For this particular belief, a very good summary of evidences can be be found here (29+ Evidences for Macroevolution: The Scientific Case for Common Descent.)

Also, a very informative depiction of known life on Earth can be found at the Tree of Life Web Project. Make sure that you read this page about the interpretation of the image.

An implication of the belief is that I am a (mostly distant) relative of bacteria, mushrooms, blue-green algae, jasmine rice, earth worms, monitor lizards, cows, starfish, mangoes, octopuses, fire ants, bees, dogs, monkeys, gorillas, parrots, sharks, triceratops, T-Rexes, the slaves that built the pyramids, Ghenghis Khan, and you, the reader.

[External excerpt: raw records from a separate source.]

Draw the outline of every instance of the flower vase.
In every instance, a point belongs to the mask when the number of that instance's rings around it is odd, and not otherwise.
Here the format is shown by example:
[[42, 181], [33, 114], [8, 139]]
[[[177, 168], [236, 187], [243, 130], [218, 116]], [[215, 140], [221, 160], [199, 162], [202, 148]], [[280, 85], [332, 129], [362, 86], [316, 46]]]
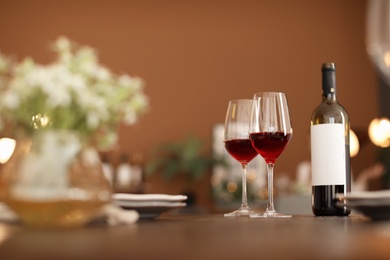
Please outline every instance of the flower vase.
[[30, 227], [77, 227], [111, 200], [96, 149], [76, 131], [41, 130], [16, 140], [0, 199]]

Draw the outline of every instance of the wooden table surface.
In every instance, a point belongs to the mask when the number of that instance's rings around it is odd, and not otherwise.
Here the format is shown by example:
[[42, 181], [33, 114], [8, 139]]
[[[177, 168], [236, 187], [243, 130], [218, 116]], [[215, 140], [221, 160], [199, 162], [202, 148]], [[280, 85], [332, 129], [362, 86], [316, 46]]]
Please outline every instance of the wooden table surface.
[[390, 222], [213, 214], [62, 231], [0, 223], [0, 259], [390, 259]]

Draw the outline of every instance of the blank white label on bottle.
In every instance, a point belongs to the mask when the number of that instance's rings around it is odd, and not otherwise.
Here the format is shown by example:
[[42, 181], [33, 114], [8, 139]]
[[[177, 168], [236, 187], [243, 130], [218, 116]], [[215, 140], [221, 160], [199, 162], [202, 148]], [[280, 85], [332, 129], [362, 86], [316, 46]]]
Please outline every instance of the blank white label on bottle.
[[342, 124], [310, 128], [312, 185], [345, 185], [345, 136]]

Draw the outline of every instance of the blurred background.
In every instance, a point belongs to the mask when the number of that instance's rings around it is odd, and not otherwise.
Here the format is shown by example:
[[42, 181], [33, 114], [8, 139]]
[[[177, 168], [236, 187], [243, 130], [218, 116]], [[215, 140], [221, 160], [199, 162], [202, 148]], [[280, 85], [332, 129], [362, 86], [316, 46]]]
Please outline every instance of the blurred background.
[[[201, 140], [202, 153], [211, 156], [214, 130], [224, 122], [230, 99], [283, 91], [294, 135], [275, 178], [292, 182], [298, 165], [310, 159], [321, 64], [335, 62], [338, 99], [361, 141], [352, 158], [356, 178], [378, 159], [367, 131], [386, 109], [380, 102], [386, 87], [366, 52], [366, 6], [365, 0], [1, 0], [0, 51], [50, 62], [48, 46], [63, 35], [96, 48], [113, 72], [145, 80], [150, 111], [135, 126], [118, 130], [118, 147], [104, 155], [114, 169], [123, 158], [143, 167], [156, 147], [187, 136]], [[212, 174], [208, 168], [190, 182], [196, 204], [211, 210]], [[144, 173], [140, 192], [182, 193], [185, 179]], [[368, 188], [382, 187], [374, 180]]]

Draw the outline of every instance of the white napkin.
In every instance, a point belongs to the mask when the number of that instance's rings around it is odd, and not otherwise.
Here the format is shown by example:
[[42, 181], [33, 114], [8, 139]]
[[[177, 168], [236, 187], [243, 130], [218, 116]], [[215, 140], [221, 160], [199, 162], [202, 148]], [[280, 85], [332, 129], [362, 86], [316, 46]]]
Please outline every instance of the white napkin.
[[124, 210], [114, 204], [106, 205], [103, 208], [103, 216], [107, 218], [109, 226], [130, 225], [139, 219], [137, 211]]

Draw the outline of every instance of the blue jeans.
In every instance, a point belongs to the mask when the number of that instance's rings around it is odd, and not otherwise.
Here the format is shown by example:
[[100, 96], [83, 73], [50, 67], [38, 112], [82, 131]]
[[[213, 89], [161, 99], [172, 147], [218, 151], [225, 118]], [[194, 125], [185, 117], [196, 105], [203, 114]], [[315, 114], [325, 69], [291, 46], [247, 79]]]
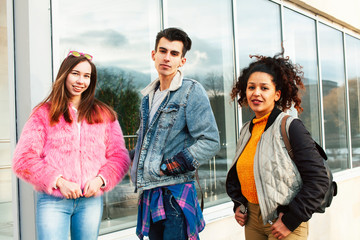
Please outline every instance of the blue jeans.
[[165, 188], [163, 202], [166, 219], [156, 223], [150, 222], [150, 240], [187, 240], [185, 215], [171, 191]]
[[65, 199], [37, 194], [38, 240], [96, 240], [103, 211], [102, 197]]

Another implication that if there are extra-terrestrial beings (which I really hope there are, although I don't have any evidence for that yet) it's very unlikely for them to look very similar to us. Even if we and ET have the same common ancestors, that ancestors must have come to earth billions of years ago and will have enough time to evolve into us and myriads forms of animals and plants. Similarly, the ET would descend from the common ancestors over the similarly long time period. So, Captain Kirk in Star Trek should not be able to mate with those ET chicks if he is not really, really into inter-planetary bestiality. (Same reasoning applies to Superman and Lois Lane.**)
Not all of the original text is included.